I was so excited for The Book of Two Ways that I bought it twice actually – once at the used book store, and then again later at the new book store because I forgot I already had it! (I exchanged the new one for something else and read the used copy, FYI.) I only noticed this error when I decided it would be the last book I read of 2021, but it’s a pretty sizeable book so it took me until after the first of January to finish it.
Anyway! The Book of Two Ways was really interesting and thought-provoking. It deals with questioning the decisions you make in your life and whether you can ever know if it was the right choice or not. I think that’s something we can all relate to. The author accomplishes this by using having the main character question her relationships, career path, and parenting choices throughout the story.
Speaking of career paths – the book deals heavily with Egyptology, with a lot of information about historical things and archeological jargon. I’ve read other reviews from people saying they thought those parts were a bit hard to get through and while the names of things are hard to decipher, I found the subject matter itself pretty interesting to read about.
The other career path mentioned was a death doula. Interestingly, I recently listened to a podcast that interviewed a doula and they talked about this side of that profession, so I had heard of it, but this was certainly the first time I’d seen one in a novel. So, I thought it was really unique to read about.
Overall, I found the characters really well written, all with their own sets of issues and goals. The conflicts felt relatable and real, too. The dialogue was good and flowed naturally. And the settings were terrific! It was really easy to picture the archeological dig sites as well as the “normal” settings in Boston.
I love Picoult’s writing and I always find a lot of lines that jump out at me – this one was no different.
Buy It Now!
Favorite Quotes From The Book of Two Ways
“This is marriage, I realize. A tuning fork of emotion.”
“I once read that every story is a love story. Love of a person, a country, a way of life. Which means, of course, that all tragedies are about losing what you love.”
“Imagine all the times you’ve told yourself, ‘Oh, it’s nothing.’ Well nothing can be pretty goddamned big.”
“If there is a garden of maybes, you are the invasive plant I can’t ever get rid of.”
“Ancient Egyptians believed that the first and most necessary ingredient in the universe was chaos. It could sweep you away, but it was also the place from which all things start anew.”
“He scrolled through it, his eyes lighting on the paragraphs I’d underlined. I always did that in books, when authors found ways to say things I never could.”
“Love isn’t a perfect match, but an imperfect one. You are rocks in a tumbler. At first you bump, you scrape, you snag. But each time that happens, you smooth each other’s edges until you wear each other down. And if you are lucky, at the end of all that, you fit.”

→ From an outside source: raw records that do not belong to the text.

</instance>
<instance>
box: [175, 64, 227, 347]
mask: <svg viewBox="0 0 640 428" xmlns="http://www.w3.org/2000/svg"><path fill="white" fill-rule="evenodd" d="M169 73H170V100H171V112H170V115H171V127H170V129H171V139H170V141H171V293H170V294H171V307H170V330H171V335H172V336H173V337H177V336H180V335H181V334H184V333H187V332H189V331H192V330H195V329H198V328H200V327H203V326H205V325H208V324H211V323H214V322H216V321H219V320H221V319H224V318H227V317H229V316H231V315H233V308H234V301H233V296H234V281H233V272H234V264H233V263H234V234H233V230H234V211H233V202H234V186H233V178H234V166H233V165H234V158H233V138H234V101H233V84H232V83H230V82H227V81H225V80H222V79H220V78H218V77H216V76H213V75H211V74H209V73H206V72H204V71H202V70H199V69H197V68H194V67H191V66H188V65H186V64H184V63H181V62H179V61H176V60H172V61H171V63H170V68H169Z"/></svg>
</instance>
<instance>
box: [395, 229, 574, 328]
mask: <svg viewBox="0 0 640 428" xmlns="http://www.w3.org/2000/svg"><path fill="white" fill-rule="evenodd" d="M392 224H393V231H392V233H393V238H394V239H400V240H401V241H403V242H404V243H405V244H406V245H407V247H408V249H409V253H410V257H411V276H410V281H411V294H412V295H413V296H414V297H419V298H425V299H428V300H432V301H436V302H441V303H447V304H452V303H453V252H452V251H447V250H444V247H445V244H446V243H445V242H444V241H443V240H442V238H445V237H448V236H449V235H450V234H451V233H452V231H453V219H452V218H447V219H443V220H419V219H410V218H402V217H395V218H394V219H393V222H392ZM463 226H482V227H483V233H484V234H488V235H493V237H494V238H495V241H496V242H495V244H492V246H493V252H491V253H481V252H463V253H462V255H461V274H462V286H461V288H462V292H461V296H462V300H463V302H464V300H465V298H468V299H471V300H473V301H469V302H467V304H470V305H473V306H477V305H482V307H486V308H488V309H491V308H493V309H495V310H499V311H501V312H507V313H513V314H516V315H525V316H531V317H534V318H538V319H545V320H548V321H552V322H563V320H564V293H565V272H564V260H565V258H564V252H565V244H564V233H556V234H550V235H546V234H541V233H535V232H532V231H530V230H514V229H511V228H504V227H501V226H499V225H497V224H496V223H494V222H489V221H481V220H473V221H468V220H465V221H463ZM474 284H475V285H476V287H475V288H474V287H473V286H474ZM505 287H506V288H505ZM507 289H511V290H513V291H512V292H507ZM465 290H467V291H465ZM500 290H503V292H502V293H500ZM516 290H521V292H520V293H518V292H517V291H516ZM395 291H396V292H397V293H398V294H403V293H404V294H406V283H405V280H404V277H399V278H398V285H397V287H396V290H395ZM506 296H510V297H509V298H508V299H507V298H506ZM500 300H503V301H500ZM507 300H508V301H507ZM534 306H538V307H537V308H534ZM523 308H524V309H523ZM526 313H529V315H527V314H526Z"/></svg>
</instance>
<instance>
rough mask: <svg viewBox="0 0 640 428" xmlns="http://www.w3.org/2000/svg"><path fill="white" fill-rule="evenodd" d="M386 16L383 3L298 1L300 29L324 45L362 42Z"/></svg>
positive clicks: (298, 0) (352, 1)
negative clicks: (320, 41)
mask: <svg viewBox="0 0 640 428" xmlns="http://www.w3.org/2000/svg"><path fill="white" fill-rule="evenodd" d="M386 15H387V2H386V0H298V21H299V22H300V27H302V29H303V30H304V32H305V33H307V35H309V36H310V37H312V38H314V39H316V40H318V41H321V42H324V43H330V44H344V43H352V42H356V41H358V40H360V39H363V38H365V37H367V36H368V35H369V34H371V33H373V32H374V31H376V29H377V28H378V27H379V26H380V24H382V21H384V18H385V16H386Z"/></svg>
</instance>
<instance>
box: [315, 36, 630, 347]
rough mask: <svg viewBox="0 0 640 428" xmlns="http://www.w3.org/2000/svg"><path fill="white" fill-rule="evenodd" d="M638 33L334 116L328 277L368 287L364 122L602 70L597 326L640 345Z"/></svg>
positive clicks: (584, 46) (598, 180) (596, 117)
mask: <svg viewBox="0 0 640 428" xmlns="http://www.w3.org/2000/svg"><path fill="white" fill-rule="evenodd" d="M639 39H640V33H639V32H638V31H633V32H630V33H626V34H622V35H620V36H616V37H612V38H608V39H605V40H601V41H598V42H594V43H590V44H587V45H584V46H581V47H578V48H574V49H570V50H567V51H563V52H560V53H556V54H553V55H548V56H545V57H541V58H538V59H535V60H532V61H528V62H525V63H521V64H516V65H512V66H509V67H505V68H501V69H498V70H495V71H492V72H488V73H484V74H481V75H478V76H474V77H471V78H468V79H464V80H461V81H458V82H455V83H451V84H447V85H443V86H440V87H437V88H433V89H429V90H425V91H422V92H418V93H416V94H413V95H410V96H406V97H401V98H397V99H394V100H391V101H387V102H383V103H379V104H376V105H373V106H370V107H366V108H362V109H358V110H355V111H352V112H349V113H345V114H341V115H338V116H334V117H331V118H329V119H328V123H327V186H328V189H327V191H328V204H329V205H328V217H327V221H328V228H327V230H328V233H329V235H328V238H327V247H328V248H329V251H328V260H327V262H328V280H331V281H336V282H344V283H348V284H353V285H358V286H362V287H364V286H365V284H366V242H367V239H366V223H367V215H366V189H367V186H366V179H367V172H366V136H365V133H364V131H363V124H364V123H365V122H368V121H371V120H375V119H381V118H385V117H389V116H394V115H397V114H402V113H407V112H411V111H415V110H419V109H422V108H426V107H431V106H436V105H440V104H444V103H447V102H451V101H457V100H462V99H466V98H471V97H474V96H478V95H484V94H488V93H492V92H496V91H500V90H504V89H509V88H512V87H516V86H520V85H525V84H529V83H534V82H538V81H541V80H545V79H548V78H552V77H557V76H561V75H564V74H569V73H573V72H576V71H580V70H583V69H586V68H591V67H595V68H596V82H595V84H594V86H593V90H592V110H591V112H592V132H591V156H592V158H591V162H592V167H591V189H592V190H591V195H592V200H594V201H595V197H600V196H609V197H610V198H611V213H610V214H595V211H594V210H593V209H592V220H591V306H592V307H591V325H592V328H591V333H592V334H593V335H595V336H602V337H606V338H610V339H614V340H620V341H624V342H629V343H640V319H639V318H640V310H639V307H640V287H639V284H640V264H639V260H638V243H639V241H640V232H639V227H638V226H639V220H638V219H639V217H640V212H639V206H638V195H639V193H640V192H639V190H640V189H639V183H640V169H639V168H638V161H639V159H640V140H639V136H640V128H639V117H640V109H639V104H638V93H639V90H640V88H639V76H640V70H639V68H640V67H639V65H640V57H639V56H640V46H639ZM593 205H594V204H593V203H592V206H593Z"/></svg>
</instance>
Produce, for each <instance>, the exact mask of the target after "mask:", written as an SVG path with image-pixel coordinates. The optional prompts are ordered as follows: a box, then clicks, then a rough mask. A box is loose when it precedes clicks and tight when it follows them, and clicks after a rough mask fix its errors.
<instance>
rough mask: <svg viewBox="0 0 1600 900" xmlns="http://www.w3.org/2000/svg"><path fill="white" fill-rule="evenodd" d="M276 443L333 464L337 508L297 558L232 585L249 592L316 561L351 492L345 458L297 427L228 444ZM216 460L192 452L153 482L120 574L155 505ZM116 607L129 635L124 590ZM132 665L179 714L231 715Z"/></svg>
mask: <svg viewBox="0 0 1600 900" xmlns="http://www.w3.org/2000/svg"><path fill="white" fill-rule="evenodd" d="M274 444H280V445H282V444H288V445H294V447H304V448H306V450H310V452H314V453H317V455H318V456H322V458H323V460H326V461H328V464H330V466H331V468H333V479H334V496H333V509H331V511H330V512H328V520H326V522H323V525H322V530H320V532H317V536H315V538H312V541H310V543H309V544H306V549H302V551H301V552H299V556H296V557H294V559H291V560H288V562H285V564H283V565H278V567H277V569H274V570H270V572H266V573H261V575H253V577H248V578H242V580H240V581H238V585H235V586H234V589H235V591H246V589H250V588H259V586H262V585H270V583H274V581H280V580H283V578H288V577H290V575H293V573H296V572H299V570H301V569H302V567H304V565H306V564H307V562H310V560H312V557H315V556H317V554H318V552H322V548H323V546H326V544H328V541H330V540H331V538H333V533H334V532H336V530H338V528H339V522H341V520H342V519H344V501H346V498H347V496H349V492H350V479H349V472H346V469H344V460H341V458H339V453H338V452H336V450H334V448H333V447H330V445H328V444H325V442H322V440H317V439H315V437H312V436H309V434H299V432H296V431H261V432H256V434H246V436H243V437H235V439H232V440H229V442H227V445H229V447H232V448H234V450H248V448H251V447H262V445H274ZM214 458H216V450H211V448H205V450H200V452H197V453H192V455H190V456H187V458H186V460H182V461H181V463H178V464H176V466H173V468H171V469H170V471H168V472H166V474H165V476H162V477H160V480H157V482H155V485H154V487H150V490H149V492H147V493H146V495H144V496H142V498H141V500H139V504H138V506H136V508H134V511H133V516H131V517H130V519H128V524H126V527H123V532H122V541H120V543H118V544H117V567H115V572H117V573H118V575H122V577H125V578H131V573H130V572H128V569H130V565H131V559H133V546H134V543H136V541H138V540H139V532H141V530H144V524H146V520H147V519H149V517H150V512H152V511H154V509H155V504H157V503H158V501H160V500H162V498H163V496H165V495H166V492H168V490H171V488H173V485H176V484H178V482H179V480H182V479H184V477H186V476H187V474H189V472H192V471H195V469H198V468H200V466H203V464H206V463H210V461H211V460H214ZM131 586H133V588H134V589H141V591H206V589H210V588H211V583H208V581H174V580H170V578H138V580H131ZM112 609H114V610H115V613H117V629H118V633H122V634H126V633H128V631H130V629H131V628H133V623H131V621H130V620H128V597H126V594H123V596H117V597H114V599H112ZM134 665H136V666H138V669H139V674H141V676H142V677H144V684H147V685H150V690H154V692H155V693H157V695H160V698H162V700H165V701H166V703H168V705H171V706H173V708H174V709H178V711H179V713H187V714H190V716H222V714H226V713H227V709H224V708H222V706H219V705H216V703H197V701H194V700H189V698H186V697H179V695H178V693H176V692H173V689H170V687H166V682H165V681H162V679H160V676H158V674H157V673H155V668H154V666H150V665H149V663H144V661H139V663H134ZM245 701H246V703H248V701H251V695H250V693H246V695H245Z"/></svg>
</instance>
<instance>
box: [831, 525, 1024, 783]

“I think people assume death is all or nothing. Someone is here, or they’re not. But that’s not what it’s like, is it? The echo of you is still here – in your children or grandchildren; in the art you made while living; in the memories other people have of you.”
“When you lose someone you love, there is a tear in the fabric of the universe. It’s the scar you feel for, the flaw you can’t stop seeing. It’s the tender place that won’t bear weight. It’s a void.”
The Book of Two Ways Review: In Conclusion
I loved this book! I love all Jodi Picoult’s books – she just has such a way with words. The Book of Two Ways gets 4.5 stars from me. The only drawback was that I didn’t love the way it ended. It was just a little ambiguous for my taste. But the story was still really wonderful and I would like to see it as a movie. (I feel like I say that about every book I like!)
I would recommend this to all Picoult fans, as well as anyone who is interested in Egypt, the concept of death doulas, romance, and just really good family dramas. It would provide a lot of discussion for book clubs, too.